Passed to super-class.

action_embedding_dim : int

Passed to super-class.

encoder : Seq2SeqEncoder

Passed to super-class.

attention : Attention

We compute an attention over the input question at each step of the decoder, using the decoder hidden state as the query. Passed to the TransitionFunction.

decoder_beam_search : BeamSearch

Beam search used to retrieve best sequences after training.

max_decoding_steps : int

Maximum number of steps for beam search after training.

dropout : float, optional (default=0.0)

Probability of dropout to apply on encoder outputs, decoder outputs and predicted actions.

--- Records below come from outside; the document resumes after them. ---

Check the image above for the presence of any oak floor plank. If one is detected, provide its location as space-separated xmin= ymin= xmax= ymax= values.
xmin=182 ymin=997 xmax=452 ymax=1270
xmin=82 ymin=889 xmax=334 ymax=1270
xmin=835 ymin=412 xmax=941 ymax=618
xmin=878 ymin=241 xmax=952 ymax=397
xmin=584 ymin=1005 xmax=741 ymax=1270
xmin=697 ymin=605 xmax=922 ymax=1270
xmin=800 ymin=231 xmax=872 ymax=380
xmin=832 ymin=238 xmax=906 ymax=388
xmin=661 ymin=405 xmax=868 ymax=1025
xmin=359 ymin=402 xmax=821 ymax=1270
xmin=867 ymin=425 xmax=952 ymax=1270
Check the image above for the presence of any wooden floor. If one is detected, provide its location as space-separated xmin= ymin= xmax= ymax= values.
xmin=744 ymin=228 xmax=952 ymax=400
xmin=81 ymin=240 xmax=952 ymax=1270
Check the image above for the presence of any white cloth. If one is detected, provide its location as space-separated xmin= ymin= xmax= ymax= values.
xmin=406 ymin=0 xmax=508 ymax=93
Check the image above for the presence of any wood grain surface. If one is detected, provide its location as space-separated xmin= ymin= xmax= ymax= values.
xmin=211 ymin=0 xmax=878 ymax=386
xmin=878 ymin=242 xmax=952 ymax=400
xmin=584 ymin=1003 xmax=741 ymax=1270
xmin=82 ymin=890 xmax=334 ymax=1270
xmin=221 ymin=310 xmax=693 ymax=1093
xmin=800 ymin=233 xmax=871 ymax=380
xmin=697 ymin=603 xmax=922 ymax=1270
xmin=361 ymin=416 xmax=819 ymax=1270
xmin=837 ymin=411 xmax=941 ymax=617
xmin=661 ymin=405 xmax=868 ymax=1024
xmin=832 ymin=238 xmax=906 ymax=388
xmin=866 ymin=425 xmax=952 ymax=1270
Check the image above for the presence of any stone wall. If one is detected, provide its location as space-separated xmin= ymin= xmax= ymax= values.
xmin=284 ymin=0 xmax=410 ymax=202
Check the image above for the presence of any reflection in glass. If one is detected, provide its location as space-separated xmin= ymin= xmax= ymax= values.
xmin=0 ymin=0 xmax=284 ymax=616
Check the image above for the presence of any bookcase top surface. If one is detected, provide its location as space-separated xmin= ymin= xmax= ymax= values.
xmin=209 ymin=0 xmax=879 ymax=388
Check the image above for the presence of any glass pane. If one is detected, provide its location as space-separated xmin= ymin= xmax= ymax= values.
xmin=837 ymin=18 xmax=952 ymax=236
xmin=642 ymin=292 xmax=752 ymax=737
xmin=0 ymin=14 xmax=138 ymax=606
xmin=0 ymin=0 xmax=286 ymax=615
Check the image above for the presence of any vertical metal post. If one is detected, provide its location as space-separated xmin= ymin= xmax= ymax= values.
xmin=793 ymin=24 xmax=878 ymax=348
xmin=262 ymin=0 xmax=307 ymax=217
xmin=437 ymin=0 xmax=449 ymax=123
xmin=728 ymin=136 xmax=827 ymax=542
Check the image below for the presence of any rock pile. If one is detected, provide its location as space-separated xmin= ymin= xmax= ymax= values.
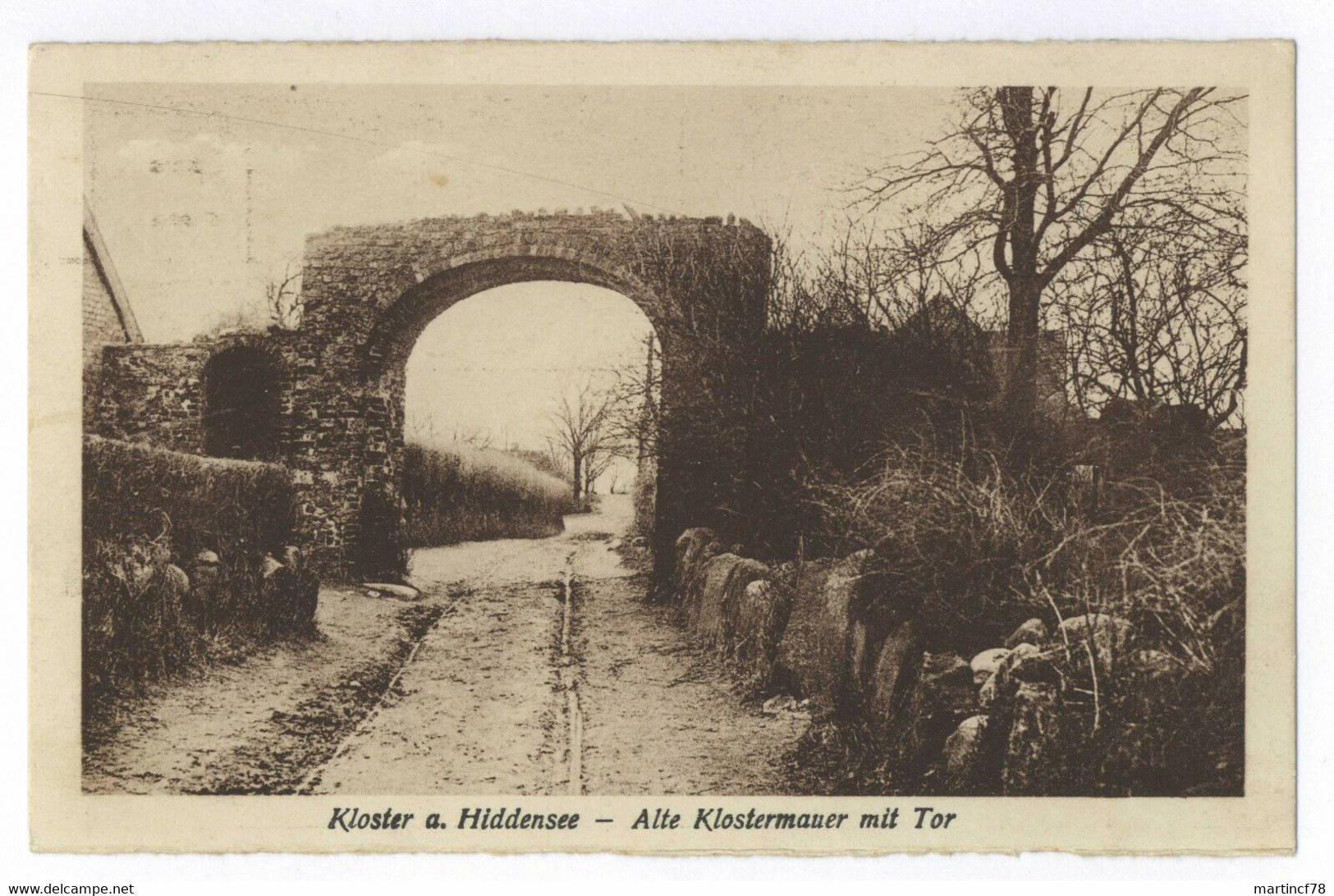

forward(sentence: typing.Dict[str, torch.LongTensor], worlds: typing.List[typing.List[allennlp.semparse.worlds.nlvr_world.NlvrWorld]], actions: typing.List[typing.List[allennlp.data.fields.production_rule_field.ProductionRule]], identifier: typing.List[str] = None, target_action_sequences: torch.LongTensor = None, labels: torch.LongTensor = None) → typing.Dict[str, torch.Tensor][source]

Decoder logic for producing type constrained target sequences, trained to maximize marginal likelihod over a set of approximate logical forms.

get_metrics(reset: bool = False) → typing.Dict[str, float][source]

Returns a dictionary of metrics. This method will be called by allennlp.training.Trainer in order to compute and use model metrics for early stopping and model serialization. We return an empty dictionary here rather than raising as it is not required to implement metrics for a new model. A boolean reset parameter is passed, as frequently a metric accumulator will have some state which should be reset between epochs. This is also compatible with Metrics should be populated during the call to ``forward`, with the Metric handling the accumulation of the metric until this method is called.